About
EORST (Earth Observation and Remote Sensing Toolkit) is a high-performance Rust library for processing geospatial raster data. It’s designed for anyone who needs to process large satellite imagery datasets efficiently — researchers, engineers, ecologists.
Mission
Make geospatial processing fast, safe, and accessible. Rust’s type system and performance characteristics are ideally suited for the demands of satellite imagery analysis — from querying STAC catalogs to computing spectral indices across thousands of scenes.
Tech Stack
- Rust — Core library, type-safe parallel processing
- Nix — Reproducible builds and development environments
- rayon — Data-parallel processing
- ndarray — Efficient multi-dimensional arrays
- GDAL — Geospatial I/O via bindings
- Hugo — This blog and documentation site
Who’s Behind It
Leo Hardtke (LinkedIn) developed EORST as part of the Joint Remote Sensing Research Program (JRSRP) — a collaboration between government and academic institutions focused on building capability to monitor the environment using Earth observation.

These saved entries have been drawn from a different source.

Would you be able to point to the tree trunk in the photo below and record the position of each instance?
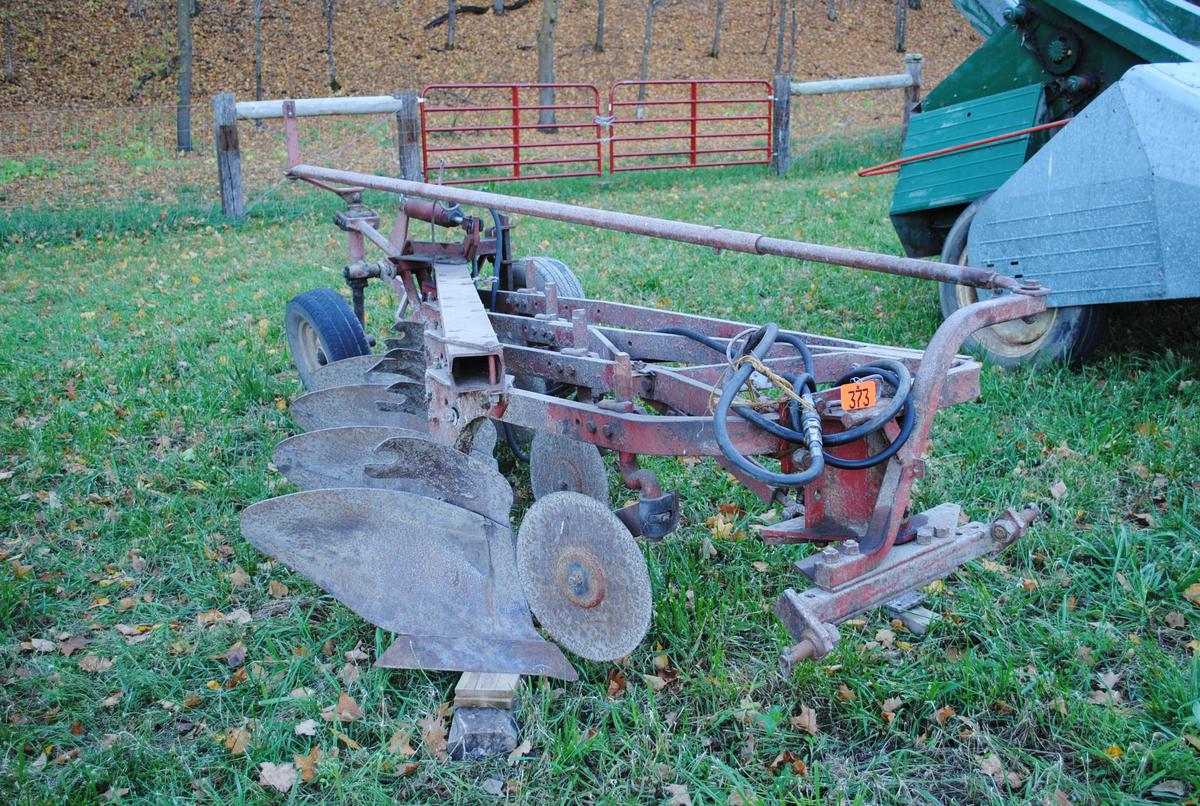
(546, 118)
(184, 78)
(599, 44)
(779, 36)
(258, 49)
(10, 71)
(647, 38)
(330, 64)
(901, 24)
(715, 50)
(791, 47)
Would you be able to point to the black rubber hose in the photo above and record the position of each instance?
(759, 346)
(893, 372)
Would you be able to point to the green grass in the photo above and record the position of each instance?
(143, 384)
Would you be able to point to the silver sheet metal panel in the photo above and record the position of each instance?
(1109, 210)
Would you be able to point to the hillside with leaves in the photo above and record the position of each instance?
(123, 53)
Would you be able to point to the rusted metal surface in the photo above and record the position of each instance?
(429, 571)
(585, 576)
(394, 458)
(595, 376)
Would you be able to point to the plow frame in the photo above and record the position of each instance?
(641, 392)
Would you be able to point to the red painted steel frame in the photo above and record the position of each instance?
(700, 110)
(513, 106)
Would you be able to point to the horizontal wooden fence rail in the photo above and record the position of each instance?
(785, 88)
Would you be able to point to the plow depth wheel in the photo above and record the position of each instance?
(558, 464)
(583, 576)
(322, 329)
(1054, 336)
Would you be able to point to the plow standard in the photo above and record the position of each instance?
(403, 516)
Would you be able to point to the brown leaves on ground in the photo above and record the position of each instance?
(805, 720)
(433, 727)
(95, 663)
(277, 776)
(345, 710)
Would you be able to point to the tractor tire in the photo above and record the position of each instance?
(1066, 335)
(322, 329)
(549, 270)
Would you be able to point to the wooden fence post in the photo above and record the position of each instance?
(408, 137)
(780, 125)
(913, 65)
(225, 134)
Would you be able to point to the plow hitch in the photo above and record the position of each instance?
(403, 516)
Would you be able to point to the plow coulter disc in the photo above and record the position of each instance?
(441, 577)
(359, 370)
(558, 464)
(400, 405)
(583, 576)
(394, 458)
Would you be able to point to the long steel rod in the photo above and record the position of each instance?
(672, 230)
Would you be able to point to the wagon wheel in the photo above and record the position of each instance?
(322, 329)
(1056, 335)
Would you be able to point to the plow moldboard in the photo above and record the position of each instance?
(443, 578)
(394, 458)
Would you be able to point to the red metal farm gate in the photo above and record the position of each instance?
(471, 130)
(690, 122)
(467, 128)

I’m also the lead developer for Spatial Biocondition, a modelling framework for estimating the capacity of an ecosystem to maintain biodiversity.
Background in remote sensing, landscape ecology, and biodiversity assessment.
The project is open-source under the LGPL-3.0 license.
Source Code
The code lives on GitLab.
Contributing
Contributions are welcome! Check the issues for good starting points, or reach out with ideas.
License
EORST is licensed under the GNU Lesser General Public License v3.0.